The City & The City, however, has not a single monster, demon or alien. It is, at first glance, a straightforward police procedural. When a murdered woman is found dumped on waste ground in Beszel, a rundown city somewhere on the eastern edge of Europe, Inspector Tyador Borlú of the Extreme Crime Squad realises that she comes from the neighbouring city of Ul Qoma, a more prosperous metropolis reminiscent, perhaps, of the modern sections of Istanbul. This presents Borlú with the central difficulty of his investigation, and the reader with the central premise of the book, and its one fantastic element.

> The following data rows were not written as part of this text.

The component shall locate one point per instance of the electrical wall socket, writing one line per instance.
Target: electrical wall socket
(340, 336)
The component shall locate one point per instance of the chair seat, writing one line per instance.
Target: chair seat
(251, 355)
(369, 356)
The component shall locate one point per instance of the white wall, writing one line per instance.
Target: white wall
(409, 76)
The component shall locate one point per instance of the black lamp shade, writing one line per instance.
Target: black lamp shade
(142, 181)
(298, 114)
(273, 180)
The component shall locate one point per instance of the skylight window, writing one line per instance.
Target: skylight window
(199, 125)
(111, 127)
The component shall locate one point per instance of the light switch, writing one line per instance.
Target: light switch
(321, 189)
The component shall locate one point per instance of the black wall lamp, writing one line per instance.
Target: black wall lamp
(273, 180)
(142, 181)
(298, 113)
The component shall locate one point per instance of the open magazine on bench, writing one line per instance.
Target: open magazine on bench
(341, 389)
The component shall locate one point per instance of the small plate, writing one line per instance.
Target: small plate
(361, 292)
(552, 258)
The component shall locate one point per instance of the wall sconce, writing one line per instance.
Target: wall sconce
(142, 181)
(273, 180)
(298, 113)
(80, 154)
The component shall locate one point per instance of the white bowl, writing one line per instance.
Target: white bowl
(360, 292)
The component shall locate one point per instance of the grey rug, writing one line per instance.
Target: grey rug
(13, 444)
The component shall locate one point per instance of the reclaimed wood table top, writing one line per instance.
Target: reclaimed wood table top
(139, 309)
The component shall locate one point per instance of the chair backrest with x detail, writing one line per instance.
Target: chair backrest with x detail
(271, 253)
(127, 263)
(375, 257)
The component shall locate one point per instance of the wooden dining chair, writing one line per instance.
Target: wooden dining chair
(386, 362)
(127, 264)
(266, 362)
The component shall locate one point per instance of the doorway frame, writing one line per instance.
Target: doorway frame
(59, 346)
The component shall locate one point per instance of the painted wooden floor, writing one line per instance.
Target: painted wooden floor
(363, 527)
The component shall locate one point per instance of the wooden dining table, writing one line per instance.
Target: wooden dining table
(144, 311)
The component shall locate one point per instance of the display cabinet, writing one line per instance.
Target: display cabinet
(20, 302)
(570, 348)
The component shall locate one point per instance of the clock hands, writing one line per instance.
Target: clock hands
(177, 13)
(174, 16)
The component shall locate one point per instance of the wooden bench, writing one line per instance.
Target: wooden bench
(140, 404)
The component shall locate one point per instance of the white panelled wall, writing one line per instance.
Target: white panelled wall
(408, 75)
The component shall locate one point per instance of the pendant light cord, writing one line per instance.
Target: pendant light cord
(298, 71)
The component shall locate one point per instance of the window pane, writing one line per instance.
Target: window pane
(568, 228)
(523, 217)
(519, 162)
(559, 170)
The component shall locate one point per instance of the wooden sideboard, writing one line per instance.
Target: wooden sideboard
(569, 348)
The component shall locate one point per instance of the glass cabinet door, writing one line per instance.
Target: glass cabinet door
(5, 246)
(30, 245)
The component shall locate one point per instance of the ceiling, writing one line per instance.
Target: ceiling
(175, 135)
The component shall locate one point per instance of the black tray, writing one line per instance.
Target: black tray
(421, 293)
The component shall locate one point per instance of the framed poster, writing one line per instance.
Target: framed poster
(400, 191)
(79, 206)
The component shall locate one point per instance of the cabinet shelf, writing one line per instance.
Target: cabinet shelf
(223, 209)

The separation between Beszel and Ul Qoma is strictly maintained and more than physical, though it is possible — by negotiating serpentine bureaucratic procedures — to pass from one side to the other through the precincts of Copula Hall, an administrative centre for both cities. To breach the border elsewhere is the ultimate crime, so serious that it is handled by a shadowy authority (known simply as Breach) against which there is no appeal, and whose sanctions seem limitless.
The cities, in fact, exist not only side by side but, in some fashion, cross-hatched upon each other: the inhabitants of both have learned from childhood to ‘unsee’ anything from the other side. Borlú’s investigations quickly bring him into contact with politicians, radical groups which favour either unification of the cities or stringent nationalism, and an archaeological dig in Ul Qoma where the victim (an American, it turns out) has been working on a theory that a third city, Orciny, somehow exists beside the other two.
The tightrope trick of maintaining this central conceit is handled remarkably skilfully by Miéville; though the publisher predictably invokes comparisons with Kafka, there is nothing especially outré about the story, once the premise is accepted. Borlú uses fax machines, cell phones, grapples with paperwork, physical clues, unreliable witnesses, the sheer cussedness of events; the murder investigation plays fair and is realistic. Or realistic, at least, in the conventions of the detective novel, which is, like all fiction, a sort of fantasy.
In that sense, the hallucinatory aspects of the book owe more to Borges, or perhaps Les Gommes, Alain Robbe-Grillet’s subversion of the policier. Most impressively, Miéville’s underlying point, that all city- dwellers collude in ignoring real aspects of the cities in which they live — the homeless, political structures, the commercial world or the stuff that’s ‘for the tourists’ — is never laboured.
This is Miéville’s most accomplished novel since Perdido Street Station. It deserves an audience among those who would run a mile from his other books: it is fantastic in the careless, colloquial sense, too.